Le case editrici, come gli uomini, hanno un’anima. E se l’anima
resta fedele a sé stessa, anche quando cambia casa, non si può dire che
tradisca. Ecco perché non bisogna piangere troppo se le Edizioni La Zisa,
nate a Palermo nel 1988, hanno
deciso di rifare le valigie e mettere radici a Firenze.
No, non è un addio alla sicilianità, ma semmai un modo per portarla, con
orgoglio e consapevolezza, nel cuore stesso della tradizione culturale italiana.

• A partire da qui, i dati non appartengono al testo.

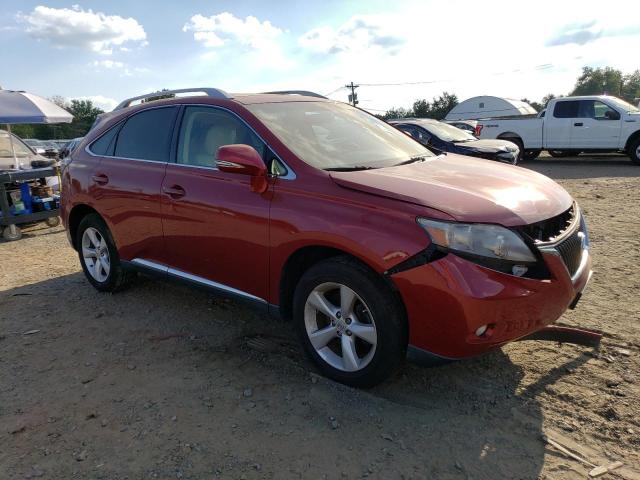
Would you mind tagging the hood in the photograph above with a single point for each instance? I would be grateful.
(488, 145)
(468, 189)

Per chi non lo sapesse — e dovrebbero saperlo in molti — La Zisa
non è stata una casa editrice qualsiasi. È stata, ed è, un’avventura culturale
nata in un momento in cui Palermo sembrava dover affondare
nei suoi dolori. Invece, nel bel mezzo di un’isola in ebollizione, Maurizio
Rizza e i suoi compagni di viaggio hanno avuto l’ardire (che è sempre la
forma più onesta del coraggio) di scommettere sui libri. Non solo ristampe e
memorie: ma pensiero, inchiesta, letteratura di frontiera. Una casa editrice,
insomma, che ha voluto raccontare la Sicilia senza incensarla, senza
deformarla, senza imbellettarla. E per questo, proprio per questo, l’ha amata come
si ama una terra che è madre e matrigna.
Che poi, diciamolo, non si campa di soli affetti. Il mondo editoriale
è cambiato, il baricentro culturale si è spostato, e Palermo, pur restando uno
scrigno di passioni, non è più il crocevia che era un tempo. Firenze, al
contrario, offre strutture, connessioni, collaborazioni istituzionali e
universitarie che consentono una diffusione più capillare del catalogo. Non è
un tradimento, è una necessità. Anzi, è una strategia di sopravvivenza
intelligente.
Ci sono poi i numeri, che non mentono. Firenze è più vicina
all’Europa — e La Zisa ha sempre guardato all’Europa, con le sue collane uniche
in Italia di letteratura neogreca (poesia e narrativa), i rapporti con
enti culturali internazionali, e autori che vanno da François
Mauriac a Ghiorgos Seferis. Con la guida di
Davide Romano dal 2007, la casa editrice non ha smesso di
pensare in grande, ma ha imparato a parlare più lingue, a dialogare con nuovi
pubblici, a superare la logica dell’isolamento culturale che spesso soffoca il
Sud.
Certo, non ci saranno più gli odori della Kalsa o
il frastuono dei mercati palermitani a fare da sottofondo alla sede della casa
editrice. Ma i libri restano. E se i libri parlano ancora di Sicilia, di mafia e
antimafia, di letteratura e di poesia mediterranea, allora vuol dire che
Palermo — quella vera, fatta di parole e di sogni — non è mai andata via.
E forse, in fondo, è proprio questo che conta.